A year ago, Lane Kiffin turned spring football into a spectacle of hot dog contests, golf cart races and tug-of-war championships, embracing chaos and fun over any meaningful football.
Outsiders may have thought it was just another classic Kiffin move, college football’s great showman thumbing his nose at tradition yet again. But there was a clear motive behind the move, and as spring football in 2025 approaches, it is now obvious Kiffin and Ole Miss were ahead of the curve.
In a college football landscape where paranoia reigns supreme, with alleged transfer portal tampering and NIL-driven poaching at an all-time high, the future of the once-beloved spring game is in doubt. Nebraska’s Matt Rhule has all but confirmed his program will ditch its traditional spring game in favor of a closed format, citing the very same concerns Kiffin anticipated. Other programs are now quietly mulling similar moves, as coaches weigh whether publicly showcasing their rosters is worth the risk of losing players before the season even begins.
Kiffin saw this coming before most. His 2024 spring event minimized any football takeaways while maximizing entertainment, turning what used to be a dry scrimmage into a viral marketing tool for the program. There were no depth charts for fans and media to overanalyze, no full-contact game for opposing staffs to scout, no disgruntled backups counting reps on the sideline and no vultures watching on television, wondering what it would take to lure away any standouts. In short, Kiffin took the safest route possible while still putting on a show.
For years, spring games served as a chance to build hype, get top recruits on campus, give fans a sneak peek, and, in some cases, sell optimism before the fall. They’d serve as an early barometer of how much the fanbase was bought into the new coach, with 92,138 Alabama fans attending Nick Saban’s first spring game and 93,000 for Kirby Smart, Saban’s protege, first spring game at Georgia in 2016.

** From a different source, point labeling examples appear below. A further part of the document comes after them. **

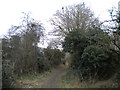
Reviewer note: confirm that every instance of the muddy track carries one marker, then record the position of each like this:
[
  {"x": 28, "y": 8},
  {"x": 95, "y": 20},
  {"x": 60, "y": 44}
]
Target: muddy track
[{"x": 53, "y": 81}]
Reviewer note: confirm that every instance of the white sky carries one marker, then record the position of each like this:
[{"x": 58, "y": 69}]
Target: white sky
[{"x": 10, "y": 10}]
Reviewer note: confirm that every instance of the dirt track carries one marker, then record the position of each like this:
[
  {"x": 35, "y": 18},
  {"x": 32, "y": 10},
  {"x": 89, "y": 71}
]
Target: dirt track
[{"x": 53, "y": 81}]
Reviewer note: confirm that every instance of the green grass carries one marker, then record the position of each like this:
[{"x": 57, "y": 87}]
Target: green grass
[
  {"x": 32, "y": 81},
  {"x": 73, "y": 82}
]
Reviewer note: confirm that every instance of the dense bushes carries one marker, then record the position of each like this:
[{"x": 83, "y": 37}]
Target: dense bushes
[
  {"x": 91, "y": 54},
  {"x": 96, "y": 62},
  {"x": 8, "y": 77}
]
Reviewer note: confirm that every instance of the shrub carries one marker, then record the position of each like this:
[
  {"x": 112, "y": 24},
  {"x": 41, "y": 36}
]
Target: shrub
[
  {"x": 96, "y": 61},
  {"x": 8, "y": 78}
]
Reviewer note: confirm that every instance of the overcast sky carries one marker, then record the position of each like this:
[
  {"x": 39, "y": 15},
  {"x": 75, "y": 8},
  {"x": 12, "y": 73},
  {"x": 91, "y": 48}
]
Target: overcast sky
[{"x": 10, "y": 10}]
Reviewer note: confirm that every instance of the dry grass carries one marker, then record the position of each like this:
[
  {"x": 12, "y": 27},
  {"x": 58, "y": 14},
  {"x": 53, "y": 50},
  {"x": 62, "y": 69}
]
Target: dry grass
[
  {"x": 73, "y": 82},
  {"x": 31, "y": 81}
]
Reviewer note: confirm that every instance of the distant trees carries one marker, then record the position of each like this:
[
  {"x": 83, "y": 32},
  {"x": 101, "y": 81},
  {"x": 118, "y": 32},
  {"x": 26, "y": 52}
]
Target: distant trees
[
  {"x": 21, "y": 53},
  {"x": 73, "y": 17},
  {"x": 91, "y": 48}
]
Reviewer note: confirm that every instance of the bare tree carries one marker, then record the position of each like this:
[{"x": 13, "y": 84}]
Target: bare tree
[{"x": 73, "y": 17}]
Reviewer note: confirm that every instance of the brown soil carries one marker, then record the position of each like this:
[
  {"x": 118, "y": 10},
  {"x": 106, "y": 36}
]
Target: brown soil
[{"x": 53, "y": 81}]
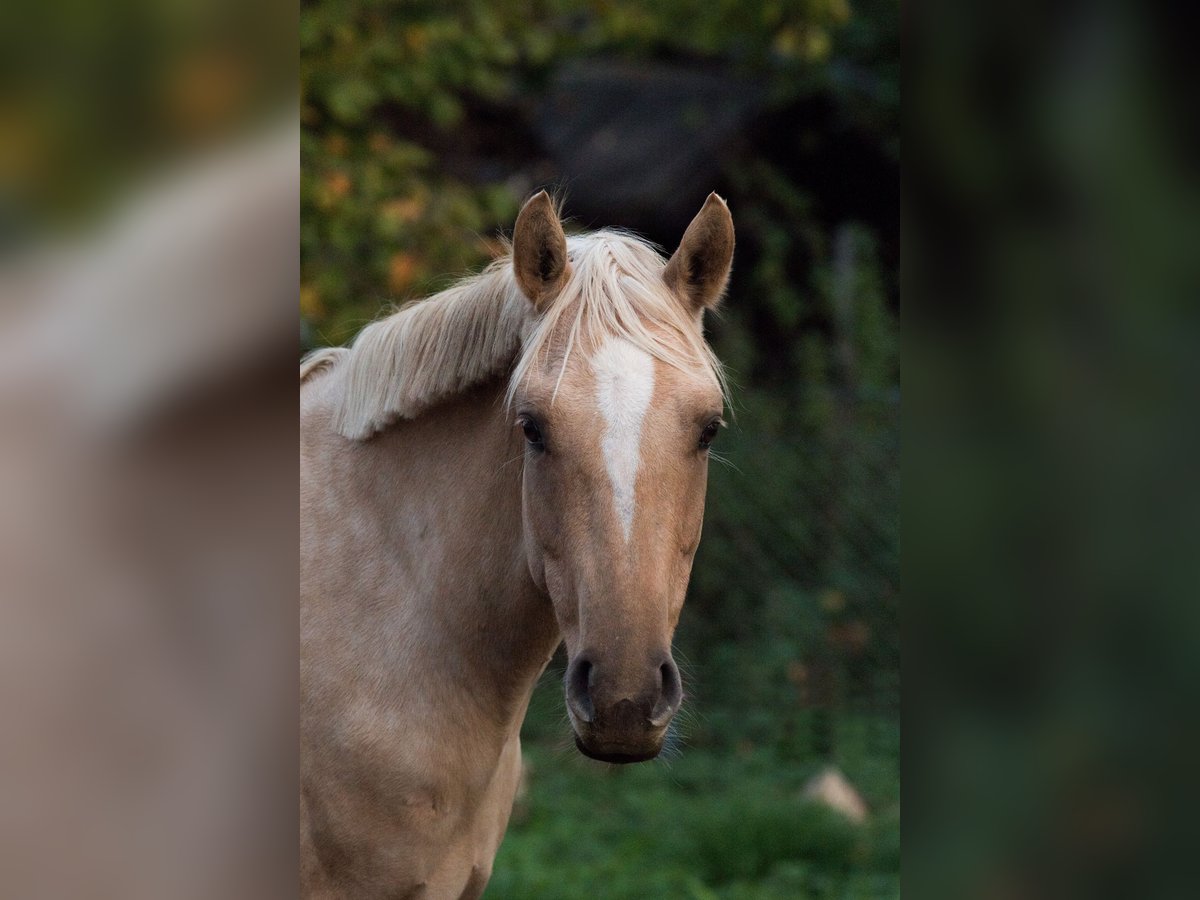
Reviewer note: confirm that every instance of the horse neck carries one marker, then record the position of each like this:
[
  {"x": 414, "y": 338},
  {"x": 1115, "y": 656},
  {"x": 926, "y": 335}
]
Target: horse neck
[{"x": 449, "y": 484}]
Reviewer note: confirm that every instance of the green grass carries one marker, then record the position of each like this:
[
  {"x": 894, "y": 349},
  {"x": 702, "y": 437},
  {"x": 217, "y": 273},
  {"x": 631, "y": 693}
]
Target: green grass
[{"x": 713, "y": 823}]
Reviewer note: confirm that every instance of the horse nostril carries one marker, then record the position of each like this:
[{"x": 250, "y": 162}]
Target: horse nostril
[
  {"x": 670, "y": 694},
  {"x": 579, "y": 689}
]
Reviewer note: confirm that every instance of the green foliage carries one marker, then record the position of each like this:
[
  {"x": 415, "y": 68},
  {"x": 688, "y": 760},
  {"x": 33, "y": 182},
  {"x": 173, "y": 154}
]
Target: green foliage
[{"x": 700, "y": 825}]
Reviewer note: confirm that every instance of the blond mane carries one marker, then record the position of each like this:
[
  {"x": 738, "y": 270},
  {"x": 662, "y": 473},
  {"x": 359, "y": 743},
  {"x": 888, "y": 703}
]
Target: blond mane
[{"x": 484, "y": 327}]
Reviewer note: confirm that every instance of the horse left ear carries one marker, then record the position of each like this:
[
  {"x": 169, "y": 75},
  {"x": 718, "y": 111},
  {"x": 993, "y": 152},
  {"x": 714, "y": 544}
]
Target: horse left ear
[{"x": 700, "y": 268}]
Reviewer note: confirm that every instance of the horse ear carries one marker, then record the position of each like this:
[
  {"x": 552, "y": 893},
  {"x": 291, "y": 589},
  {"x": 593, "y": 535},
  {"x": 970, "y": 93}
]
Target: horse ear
[
  {"x": 700, "y": 268},
  {"x": 539, "y": 250}
]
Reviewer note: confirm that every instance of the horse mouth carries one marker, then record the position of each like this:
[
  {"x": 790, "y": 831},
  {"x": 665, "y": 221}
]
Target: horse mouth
[{"x": 616, "y": 754}]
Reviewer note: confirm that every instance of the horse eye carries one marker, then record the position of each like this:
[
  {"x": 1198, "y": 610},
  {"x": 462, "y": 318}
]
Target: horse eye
[
  {"x": 709, "y": 433},
  {"x": 533, "y": 433}
]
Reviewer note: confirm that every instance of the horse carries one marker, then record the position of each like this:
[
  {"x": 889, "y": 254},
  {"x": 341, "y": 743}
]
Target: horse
[{"x": 516, "y": 462}]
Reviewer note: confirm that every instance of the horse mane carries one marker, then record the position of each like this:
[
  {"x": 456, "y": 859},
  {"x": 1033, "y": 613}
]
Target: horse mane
[{"x": 435, "y": 348}]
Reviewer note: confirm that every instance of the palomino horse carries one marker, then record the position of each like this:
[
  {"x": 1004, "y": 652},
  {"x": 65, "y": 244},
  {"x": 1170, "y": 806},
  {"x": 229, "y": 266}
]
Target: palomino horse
[{"x": 515, "y": 462}]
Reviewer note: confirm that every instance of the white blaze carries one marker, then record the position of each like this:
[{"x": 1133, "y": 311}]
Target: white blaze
[{"x": 624, "y": 388}]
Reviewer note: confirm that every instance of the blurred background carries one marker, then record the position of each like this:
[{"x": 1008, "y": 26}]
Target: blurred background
[{"x": 424, "y": 127}]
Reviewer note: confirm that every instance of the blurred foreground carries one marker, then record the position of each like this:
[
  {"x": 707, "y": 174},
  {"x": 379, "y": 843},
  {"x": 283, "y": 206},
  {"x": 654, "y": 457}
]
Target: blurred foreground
[{"x": 149, "y": 235}]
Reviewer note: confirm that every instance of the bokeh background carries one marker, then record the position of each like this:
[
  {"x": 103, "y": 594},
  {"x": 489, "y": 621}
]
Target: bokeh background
[{"x": 424, "y": 127}]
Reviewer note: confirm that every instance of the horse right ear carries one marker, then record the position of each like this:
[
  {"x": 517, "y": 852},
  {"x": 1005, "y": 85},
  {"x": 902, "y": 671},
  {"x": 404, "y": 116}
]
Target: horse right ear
[{"x": 539, "y": 251}]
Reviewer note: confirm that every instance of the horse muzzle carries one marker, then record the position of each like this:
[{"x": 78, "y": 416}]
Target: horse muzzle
[{"x": 616, "y": 725}]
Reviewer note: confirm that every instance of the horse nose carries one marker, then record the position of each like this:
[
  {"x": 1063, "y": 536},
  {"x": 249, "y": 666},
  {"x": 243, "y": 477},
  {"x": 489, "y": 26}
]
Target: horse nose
[
  {"x": 670, "y": 694},
  {"x": 579, "y": 689},
  {"x": 654, "y": 706}
]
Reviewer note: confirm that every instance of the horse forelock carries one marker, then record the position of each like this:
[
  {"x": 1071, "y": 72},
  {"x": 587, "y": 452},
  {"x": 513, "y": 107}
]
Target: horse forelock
[{"x": 483, "y": 327}]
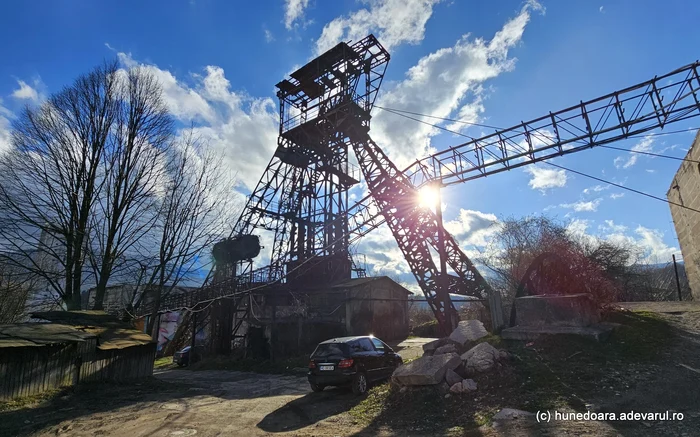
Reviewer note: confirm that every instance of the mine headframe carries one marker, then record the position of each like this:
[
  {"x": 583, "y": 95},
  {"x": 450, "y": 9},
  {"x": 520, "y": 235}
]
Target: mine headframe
[{"x": 302, "y": 197}]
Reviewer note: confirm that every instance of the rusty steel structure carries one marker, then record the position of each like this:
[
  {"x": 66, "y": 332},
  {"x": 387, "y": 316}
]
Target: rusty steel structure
[{"x": 302, "y": 196}]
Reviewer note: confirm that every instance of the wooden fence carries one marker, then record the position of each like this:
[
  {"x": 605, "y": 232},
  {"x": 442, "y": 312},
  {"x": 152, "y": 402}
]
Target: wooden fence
[{"x": 31, "y": 370}]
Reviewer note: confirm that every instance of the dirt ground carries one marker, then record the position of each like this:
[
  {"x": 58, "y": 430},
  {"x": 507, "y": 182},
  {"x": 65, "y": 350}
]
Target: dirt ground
[
  {"x": 202, "y": 403},
  {"x": 222, "y": 403}
]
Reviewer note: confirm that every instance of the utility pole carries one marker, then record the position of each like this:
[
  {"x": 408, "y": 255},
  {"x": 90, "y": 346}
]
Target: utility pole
[{"x": 678, "y": 281}]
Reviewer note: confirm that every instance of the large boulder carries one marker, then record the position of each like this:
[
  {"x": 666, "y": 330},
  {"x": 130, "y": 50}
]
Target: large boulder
[
  {"x": 468, "y": 331},
  {"x": 430, "y": 347},
  {"x": 452, "y": 378},
  {"x": 446, "y": 349},
  {"x": 465, "y": 386},
  {"x": 512, "y": 414},
  {"x": 482, "y": 358},
  {"x": 428, "y": 370}
]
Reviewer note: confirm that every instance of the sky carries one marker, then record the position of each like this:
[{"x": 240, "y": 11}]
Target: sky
[{"x": 497, "y": 63}]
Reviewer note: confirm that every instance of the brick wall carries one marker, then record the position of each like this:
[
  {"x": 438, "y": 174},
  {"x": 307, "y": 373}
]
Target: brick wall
[{"x": 685, "y": 190}]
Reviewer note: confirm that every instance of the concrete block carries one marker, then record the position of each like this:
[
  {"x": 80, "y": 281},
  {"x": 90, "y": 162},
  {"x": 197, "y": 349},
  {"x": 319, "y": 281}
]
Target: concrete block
[
  {"x": 468, "y": 331},
  {"x": 481, "y": 358},
  {"x": 430, "y": 347},
  {"x": 554, "y": 310},
  {"x": 428, "y": 370},
  {"x": 599, "y": 332}
]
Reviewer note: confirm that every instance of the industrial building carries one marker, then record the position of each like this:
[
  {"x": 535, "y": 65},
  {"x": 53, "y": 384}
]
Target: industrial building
[{"x": 684, "y": 195}]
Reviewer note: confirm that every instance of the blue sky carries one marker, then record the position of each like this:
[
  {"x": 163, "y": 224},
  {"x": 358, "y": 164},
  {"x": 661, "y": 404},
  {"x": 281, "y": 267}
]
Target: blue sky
[{"x": 219, "y": 62}]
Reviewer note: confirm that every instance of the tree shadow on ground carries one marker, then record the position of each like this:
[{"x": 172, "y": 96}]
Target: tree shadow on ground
[
  {"x": 180, "y": 397},
  {"x": 309, "y": 409},
  {"x": 637, "y": 369}
]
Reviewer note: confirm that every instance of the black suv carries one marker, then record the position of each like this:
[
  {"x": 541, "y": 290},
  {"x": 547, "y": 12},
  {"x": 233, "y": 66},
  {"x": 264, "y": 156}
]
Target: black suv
[{"x": 351, "y": 360}]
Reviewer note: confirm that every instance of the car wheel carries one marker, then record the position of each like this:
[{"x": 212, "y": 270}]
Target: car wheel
[
  {"x": 359, "y": 383},
  {"x": 316, "y": 387}
]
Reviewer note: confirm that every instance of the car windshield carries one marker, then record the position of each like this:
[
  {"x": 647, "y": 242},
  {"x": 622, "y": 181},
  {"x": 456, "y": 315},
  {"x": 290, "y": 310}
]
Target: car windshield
[{"x": 326, "y": 350}]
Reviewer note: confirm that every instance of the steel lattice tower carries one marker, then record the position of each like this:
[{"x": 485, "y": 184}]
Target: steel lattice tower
[{"x": 303, "y": 194}]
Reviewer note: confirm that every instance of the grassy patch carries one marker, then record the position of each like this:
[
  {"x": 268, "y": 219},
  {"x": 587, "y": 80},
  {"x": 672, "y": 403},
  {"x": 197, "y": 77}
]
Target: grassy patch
[
  {"x": 285, "y": 366},
  {"x": 163, "y": 363},
  {"x": 33, "y": 400},
  {"x": 562, "y": 372},
  {"x": 428, "y": 329}
]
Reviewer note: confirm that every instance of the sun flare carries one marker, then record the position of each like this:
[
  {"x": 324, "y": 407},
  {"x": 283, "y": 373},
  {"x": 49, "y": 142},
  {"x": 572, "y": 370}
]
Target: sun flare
[{"x": 428, "y": 197}]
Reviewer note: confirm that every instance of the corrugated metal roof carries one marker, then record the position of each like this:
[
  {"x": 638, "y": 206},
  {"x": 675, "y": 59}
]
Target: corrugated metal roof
[
  {"x": 356, "y": 282},
  {"x": 40, "y": 334},
  {"x": 110, "y": 331}
]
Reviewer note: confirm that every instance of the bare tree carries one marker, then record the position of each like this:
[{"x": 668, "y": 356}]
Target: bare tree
[
  {"x": 193, "y": 213},
  {"x": 51, "y": 180},
  {"x": 141, "y": 135},
  {"x": 573, "y": 263}
]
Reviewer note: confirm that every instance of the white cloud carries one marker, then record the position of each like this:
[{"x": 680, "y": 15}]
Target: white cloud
[
  {"x": 293, "y": 11},
  {"x": 394, "y": 21},
  {"x": 654, "y": 250},
  {"x": 27, "y": 92},
  {"x": 611, "y": 227},
  {"x": 242, "y": 128},
  {"x": 645, "y": 145},
  {"x": 543, "y": 178},
  {"x": 449, "y": 80},
  {"x": 596, "y": 189},
  {"x": 578, "y": 227},
  {"x": 5, "y": 136},
  {"x": 472, "y": 228},
  {"x": 590, "y": 206}
]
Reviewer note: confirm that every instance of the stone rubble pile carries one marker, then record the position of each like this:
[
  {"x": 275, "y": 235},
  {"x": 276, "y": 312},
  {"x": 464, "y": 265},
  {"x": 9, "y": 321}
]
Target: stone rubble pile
[{"x": 451, "y": 361}]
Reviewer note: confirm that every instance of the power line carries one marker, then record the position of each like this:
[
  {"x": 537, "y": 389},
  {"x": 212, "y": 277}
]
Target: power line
[
  {"x": 568, "y": 169},
  {"x": 650, "y": 154},
  {"x": 402, "y": 113}
]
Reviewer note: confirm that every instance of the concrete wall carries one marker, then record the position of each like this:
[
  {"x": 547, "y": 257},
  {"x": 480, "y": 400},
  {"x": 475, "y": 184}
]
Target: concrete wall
[
  {"x": 378, "y": 307},
  {"x": 685, "y": 190}
]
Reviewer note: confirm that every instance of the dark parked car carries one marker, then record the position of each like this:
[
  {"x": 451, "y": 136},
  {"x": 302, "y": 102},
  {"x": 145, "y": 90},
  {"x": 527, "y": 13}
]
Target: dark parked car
[
  {"x": 354, "y": 361},
  {"x": 182, "y": 357}
]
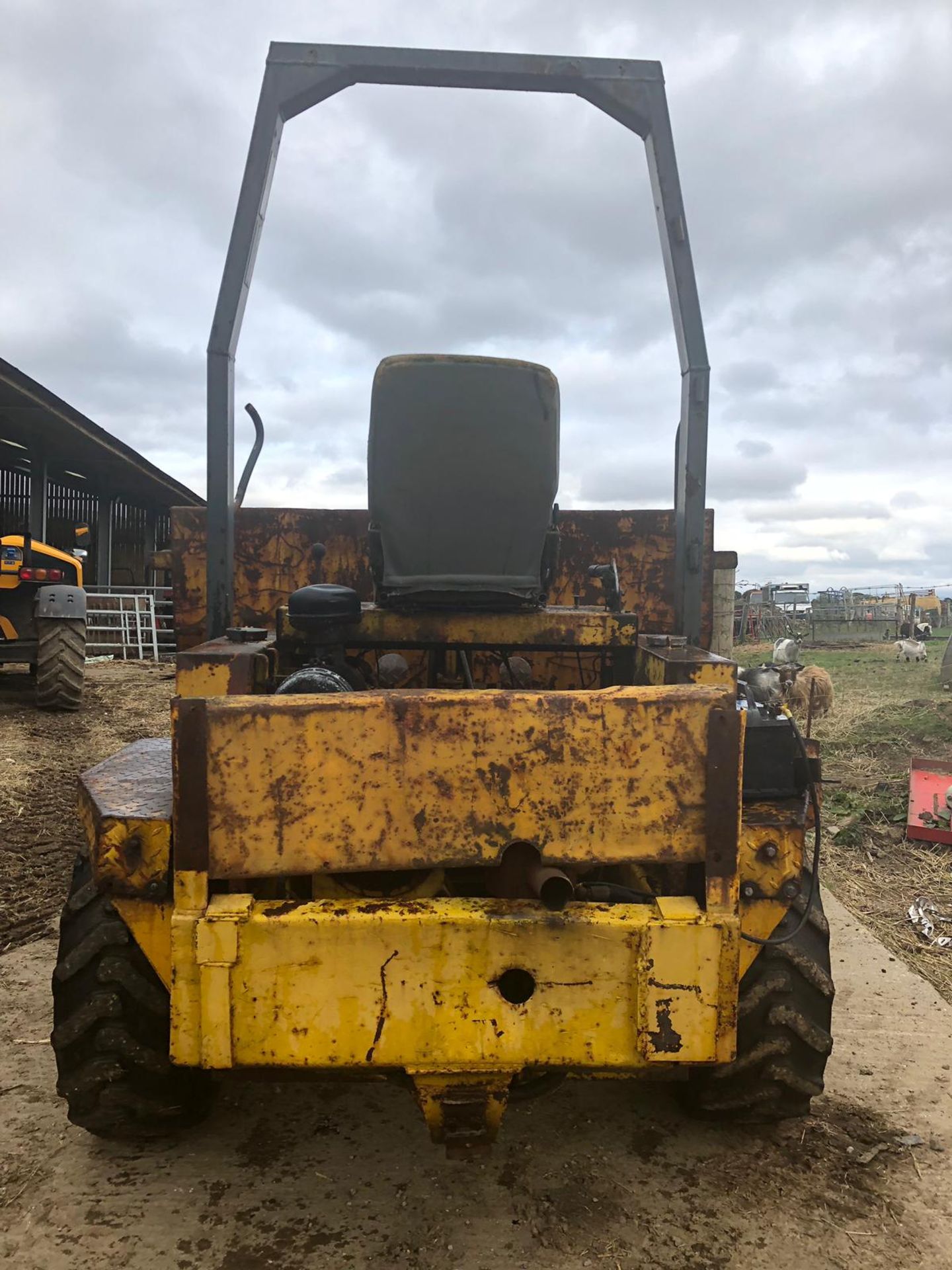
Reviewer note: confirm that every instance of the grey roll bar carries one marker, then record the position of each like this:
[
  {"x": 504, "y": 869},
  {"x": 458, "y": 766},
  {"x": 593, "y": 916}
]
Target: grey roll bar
[{"x": 299, "y": 77}]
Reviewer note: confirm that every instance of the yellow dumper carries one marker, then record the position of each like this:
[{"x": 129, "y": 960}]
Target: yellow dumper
[{"x": 455, "y": 793}]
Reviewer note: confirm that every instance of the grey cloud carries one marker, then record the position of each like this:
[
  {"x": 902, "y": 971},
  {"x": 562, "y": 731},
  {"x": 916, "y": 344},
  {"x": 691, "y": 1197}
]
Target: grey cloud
[{"x": 816, "y": 190}]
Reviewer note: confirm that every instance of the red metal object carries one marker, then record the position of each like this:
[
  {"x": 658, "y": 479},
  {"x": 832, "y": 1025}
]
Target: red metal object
[{"x": 930, "y": 800}]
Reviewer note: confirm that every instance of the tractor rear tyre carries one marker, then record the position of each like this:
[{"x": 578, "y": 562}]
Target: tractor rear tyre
[
  {"x": 111, "y": 1028},
  {"x": 61, "y": 662},
  {"x": 783, "y": 1031}
]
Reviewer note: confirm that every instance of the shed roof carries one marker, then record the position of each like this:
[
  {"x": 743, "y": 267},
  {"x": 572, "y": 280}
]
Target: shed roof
[{"x": 31, "y": 413}]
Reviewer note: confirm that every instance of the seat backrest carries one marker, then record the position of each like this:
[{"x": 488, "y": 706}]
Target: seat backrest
[{"x": 462, "y": 474}]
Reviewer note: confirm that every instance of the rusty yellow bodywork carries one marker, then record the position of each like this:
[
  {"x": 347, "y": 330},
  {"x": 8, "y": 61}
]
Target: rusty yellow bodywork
[
  {"x": 274, "y": 556},
  {"x": 240, "y": 875}
]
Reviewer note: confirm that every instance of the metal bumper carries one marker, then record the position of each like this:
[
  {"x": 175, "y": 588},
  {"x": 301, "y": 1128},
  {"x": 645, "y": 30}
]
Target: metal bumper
[{"x": 452, "y": 986}]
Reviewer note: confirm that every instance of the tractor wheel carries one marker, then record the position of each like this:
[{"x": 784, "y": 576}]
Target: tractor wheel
[
  {"x": 111, "y": 1028},
  {"x": 61, "y": 662},
  {"x": 783, "y": 1031}
]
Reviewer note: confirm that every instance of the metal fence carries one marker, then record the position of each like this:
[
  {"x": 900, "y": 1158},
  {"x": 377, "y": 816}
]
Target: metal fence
[
  {"x": 130, "y": 622},
  {"x": 134, "y": 538}
]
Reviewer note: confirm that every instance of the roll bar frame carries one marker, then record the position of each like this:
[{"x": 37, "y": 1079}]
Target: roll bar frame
[{"x": 299, "y": 77}]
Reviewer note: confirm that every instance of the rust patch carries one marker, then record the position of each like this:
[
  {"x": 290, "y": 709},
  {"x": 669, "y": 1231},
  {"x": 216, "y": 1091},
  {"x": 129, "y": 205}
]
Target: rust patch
[
  {"x": 666, "y": 1039},
  {"x": 382, "y": 1015},
  {"x": 190, "y": 780}
]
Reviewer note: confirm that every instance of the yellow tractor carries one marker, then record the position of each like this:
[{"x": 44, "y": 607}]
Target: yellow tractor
[
  {"x": 455, "y": 793},
  {"x": 44, "y": 615}
]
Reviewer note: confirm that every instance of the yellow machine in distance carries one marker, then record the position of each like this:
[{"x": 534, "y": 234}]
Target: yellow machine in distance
[{"x": 44, "y": 615}]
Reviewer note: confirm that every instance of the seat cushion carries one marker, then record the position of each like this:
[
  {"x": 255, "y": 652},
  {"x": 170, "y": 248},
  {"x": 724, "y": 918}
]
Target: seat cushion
[{"x": 462, "y": 474}]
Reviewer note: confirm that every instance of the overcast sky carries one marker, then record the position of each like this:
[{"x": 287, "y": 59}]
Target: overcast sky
[{"x": 814, "y": 150}]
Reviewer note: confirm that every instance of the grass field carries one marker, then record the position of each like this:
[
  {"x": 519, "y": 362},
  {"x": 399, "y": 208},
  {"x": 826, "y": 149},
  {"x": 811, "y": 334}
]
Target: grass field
[{"x": 885, "y": 713}]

Now, they’re a liability. Texas learned the hard way in spring 2023 when Malik Murphy’s strong showing in the Longhorns’ scrimmage led to tampering from SEC programs. They managed to keep him with NIL dollars, but he still transferred to Duke after the season. Rhule, among the most vocal critics of the portal’s current landscape, has seen enough to consider scrapping Nebraska’s spring game altogether despite 60,452 fans attending last year’s, the fourth-most in the country. He’s not alone.
Kiffin, ever the innovator, didn’t just avoid the problem — he embraced a solution that might soon become the new normal. Coaches might not go full Kiffin and roll out Joey Chestnut to dominate a hot dog-eating contest, but many will take steps to avoid exposing their rosters in the way spring games traditionally have.
There is still value for television networks like ESPN to broadcast spring games especially when there’s a particularly compelling story like perhaps an eight-time Super Bowl winner now coaching college football. FOX last year televised its first spring game, traveling to Columbus to preview what ended up being the 2024 national champions. It’s a way for the sport to get national television coverage during an otherwise quiet time period, though ACC and SEC schools also have an option to do an all-access show on the ACC and SEC Networks, respectively, if they don’t want to televise a traditional spring game.
The days of packed stadiums in Columbus or Tuscaloosa for glorified scrimmages might not be entirely gone, but the trend is moving toward secrecy, not transparency.
A year later, Kiffin’s words ring truer than ever: “Really, the value of spring games, in my opinion, is overrated.” Turns out, he was just ahead of schedule.